Maximum likelihood via rstanarm::stan_glm

Statement of problem

I’m trying to evaluate the statement at the top of page 6 of the rstanarm documentation which states, with regard to the choice of algorithm, that “if there is no prior information, then [algorithm=“optimizing”] is equivalent to maximum likelihood…”, but I’m having trouble verifying this.

Main question

My question is: Having set the priors to be “flat” by making them NULL, I would expect the parameter estimates to be the same as the MLE, but that is not the case in my example below (compare fit1 to mean(y) below)

Other details

  1. For comparison, I also include a basic location model inrstan (fit2 below), for which I was successful in recapitulating the MLE.
  2. I set the convergence criteria to be minuscule to ensure that this was not premature convergence.
  3. stan_lm returns an error upon setting algorithm="optimizing" (Error in match.arg(algorithm) : 'arg' should be one of “sampling”, “meanfield”, “fullrank”), which is why I resorted to using stan_glm with an identity link.
  4. I also tried setting initial values in stan_glm but wasn’t successful in that regard. The documentation is a little sparse in this regard.

Code

Here is the code:

library(rstanarm)
library(rstan)

set.seed(1)
y <- rnorm(10)

conv_crit =  .Machine$double.eps
iter = 2000

fit1 <- stan_glm(y ~ 1,  
                 prior = NULL, 
                 prior_intercept = NULL, 
                 prior_aux = NULL,
                 family = "gaussian",
                 algorithm = "optimizing", 
                 seed = 1, 
                 refresh = 1,
                 verbose = T,
                 iter = iter,
                 tol_obj = conv_crit,
                 tol_rel_obj = conv_crit / .Machine$double.eps,
                 tol_grad = conv_crit,
                 tol_rel_grad = conv_crit / .Machine$double.eps,
                 tol_param = conv_crit)


stancode <- 'data {int<lower=1> n; real y[n];} parameters {real y_mean; real<lower = 0> sigma;} model {y ~ normal(y_mean, sigma);}'
mod <- stan_model(model_code = stancode, verbose = TRUE)
fit2 <- optimizing(mod, 
                   data = list(n = length(y), y = y),
                   seed = 1, 
                   refresh = 1,
                   verbose = T,
                   tol_obj = conv_crit,
                   tol_rel_obj = conv_crit / .Machine$double.eps,
                   tol_grad = conv_crit,
                   tol_rel_grad = conv_crit / .Machine$double.eps,
                   tol_param = conv_crit)
coef(fit1) #stan_glm
#(Intercept) 
# 0.1117049 
mean(y) #mle
# [1] 0.1322028
fit2$par[["y_mean"]] # rstan optimization
# [1] 0.1322028

Session info

> sessionInfo()
R version 4.2.1 (2022-06-23)
Platform: aarch64-apple-darwin20 (64-bit)
Running under: macOS Big Sur 11.6.8

Matrix products: default
LAPACK: /Library/Frameworks/R.framework/Versions/4.2-arm64/Resources/lib/libRlapack.dylib

locale:
[1] en_US.UTF-8/en_US.UTF-8/en_US.UTF-8/C/en_US.UTF-8/en_US.UTF-8

attached base packages:
[1] stats     graphics  grDevices utils     datasets  methods   base     

other attached packages:
[1] rstan_2.21.5         ggplot2_3.3.6        StanHeaders_2.21.0-7
[4] rstanarm_2.21.3      Rcpp_1.0.8.3        

Solution: you can get the actual MAP (which equals MLE) by setting draws=0 in the call to stan_glm.
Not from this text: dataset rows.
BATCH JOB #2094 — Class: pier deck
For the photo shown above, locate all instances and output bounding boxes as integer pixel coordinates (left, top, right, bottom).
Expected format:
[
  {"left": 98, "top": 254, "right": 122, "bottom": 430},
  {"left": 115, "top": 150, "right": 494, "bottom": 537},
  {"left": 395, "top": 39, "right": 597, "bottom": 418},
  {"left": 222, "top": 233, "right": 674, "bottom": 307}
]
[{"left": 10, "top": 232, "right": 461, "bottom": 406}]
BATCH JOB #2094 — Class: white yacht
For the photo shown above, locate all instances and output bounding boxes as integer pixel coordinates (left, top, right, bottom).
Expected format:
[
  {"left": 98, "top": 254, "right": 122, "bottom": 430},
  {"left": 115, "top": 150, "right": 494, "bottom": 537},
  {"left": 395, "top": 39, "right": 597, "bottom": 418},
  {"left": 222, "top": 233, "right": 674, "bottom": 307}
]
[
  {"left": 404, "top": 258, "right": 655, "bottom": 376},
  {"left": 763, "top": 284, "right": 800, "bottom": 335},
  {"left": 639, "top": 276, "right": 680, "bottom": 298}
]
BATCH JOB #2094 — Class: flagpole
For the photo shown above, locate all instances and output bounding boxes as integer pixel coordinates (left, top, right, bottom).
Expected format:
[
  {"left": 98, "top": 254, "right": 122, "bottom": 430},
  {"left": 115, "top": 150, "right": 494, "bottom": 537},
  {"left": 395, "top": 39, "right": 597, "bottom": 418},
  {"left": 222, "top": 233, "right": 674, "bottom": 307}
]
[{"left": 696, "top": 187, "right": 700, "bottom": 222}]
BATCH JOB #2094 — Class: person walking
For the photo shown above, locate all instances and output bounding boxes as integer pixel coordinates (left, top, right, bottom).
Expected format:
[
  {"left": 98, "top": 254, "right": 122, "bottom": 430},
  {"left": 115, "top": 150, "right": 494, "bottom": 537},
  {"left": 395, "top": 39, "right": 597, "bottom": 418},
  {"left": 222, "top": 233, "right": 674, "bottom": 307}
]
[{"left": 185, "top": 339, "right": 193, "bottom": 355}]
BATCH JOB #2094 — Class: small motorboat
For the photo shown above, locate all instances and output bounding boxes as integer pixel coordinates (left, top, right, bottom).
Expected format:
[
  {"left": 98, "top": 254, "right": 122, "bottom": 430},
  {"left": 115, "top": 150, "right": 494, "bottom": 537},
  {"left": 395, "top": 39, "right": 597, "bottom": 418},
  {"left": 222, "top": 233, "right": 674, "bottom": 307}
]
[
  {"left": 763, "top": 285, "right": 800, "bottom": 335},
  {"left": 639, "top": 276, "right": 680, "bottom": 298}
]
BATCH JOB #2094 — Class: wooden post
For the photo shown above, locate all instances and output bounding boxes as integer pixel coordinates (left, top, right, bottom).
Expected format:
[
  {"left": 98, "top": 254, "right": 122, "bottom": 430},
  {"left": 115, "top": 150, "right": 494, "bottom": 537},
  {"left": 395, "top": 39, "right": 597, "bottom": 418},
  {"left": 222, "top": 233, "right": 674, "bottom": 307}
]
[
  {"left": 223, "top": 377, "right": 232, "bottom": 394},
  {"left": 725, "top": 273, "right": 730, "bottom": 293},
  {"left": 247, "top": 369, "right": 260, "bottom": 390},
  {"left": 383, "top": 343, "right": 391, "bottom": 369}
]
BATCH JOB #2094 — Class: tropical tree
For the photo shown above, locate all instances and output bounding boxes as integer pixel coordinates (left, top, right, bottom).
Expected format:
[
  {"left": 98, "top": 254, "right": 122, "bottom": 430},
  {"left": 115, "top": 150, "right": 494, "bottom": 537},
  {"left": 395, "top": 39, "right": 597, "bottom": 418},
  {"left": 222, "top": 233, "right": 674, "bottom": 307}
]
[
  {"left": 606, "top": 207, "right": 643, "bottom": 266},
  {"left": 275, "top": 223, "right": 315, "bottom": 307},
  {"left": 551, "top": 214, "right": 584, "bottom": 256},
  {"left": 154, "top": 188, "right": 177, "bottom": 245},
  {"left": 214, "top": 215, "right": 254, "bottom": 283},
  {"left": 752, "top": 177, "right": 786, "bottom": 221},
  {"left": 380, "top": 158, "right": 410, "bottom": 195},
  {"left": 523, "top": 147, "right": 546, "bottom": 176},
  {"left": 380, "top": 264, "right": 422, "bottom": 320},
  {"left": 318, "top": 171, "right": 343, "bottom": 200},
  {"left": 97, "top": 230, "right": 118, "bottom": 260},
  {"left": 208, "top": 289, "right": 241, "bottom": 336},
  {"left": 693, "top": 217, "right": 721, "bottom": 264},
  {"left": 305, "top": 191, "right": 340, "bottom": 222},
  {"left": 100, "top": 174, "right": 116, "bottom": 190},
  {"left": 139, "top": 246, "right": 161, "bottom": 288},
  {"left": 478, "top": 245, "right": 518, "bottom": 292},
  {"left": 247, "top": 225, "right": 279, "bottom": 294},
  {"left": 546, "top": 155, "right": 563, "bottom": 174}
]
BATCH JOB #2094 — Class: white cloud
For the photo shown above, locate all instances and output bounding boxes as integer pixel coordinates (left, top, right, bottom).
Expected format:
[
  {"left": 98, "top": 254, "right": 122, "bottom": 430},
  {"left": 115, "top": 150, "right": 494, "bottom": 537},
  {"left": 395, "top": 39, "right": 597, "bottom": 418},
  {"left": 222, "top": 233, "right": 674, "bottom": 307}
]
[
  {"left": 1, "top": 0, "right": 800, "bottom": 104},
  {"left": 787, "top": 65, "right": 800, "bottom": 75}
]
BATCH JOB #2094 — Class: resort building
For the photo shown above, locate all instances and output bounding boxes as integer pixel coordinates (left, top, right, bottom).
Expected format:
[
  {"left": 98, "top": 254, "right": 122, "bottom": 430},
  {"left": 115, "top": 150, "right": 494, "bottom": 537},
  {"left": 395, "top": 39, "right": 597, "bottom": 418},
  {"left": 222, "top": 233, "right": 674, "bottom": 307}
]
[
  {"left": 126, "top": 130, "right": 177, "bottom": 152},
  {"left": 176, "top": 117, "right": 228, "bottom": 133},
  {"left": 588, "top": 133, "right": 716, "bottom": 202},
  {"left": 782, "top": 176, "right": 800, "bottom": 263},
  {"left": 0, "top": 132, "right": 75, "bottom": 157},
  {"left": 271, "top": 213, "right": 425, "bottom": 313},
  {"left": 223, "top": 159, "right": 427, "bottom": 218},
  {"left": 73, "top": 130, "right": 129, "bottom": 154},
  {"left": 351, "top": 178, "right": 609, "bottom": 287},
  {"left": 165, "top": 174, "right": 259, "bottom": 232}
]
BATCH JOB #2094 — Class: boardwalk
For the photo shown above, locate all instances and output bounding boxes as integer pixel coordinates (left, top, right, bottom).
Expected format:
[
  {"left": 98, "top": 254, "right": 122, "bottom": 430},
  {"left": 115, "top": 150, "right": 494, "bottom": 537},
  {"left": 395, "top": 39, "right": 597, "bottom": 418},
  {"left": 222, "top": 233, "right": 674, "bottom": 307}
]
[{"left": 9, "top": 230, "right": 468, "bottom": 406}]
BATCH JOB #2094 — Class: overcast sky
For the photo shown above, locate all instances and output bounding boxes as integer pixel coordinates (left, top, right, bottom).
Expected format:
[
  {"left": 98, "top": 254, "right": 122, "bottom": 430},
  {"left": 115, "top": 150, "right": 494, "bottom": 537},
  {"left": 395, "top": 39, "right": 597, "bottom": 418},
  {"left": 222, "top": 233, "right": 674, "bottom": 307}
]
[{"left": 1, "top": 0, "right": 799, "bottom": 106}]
If the draws argument is not specified, then stan_glm.fit runs optimizing_args$draws <- 1000L. Later, the stanreg function calculates the median of these 1000 draws and uses this median as the reported estimate. Thus, when draws > 0, which is the default behavior of stan_glm with algorithm = "optimizing", you do not actually get the MAP returned. OTOH, if you set draws=0, you bypass sampling from the posterior entirely and get exactly the MLE as with the other approaches. I don’t think this is the intended behavior of stan_glm with algorithm="optimizing".

1 Like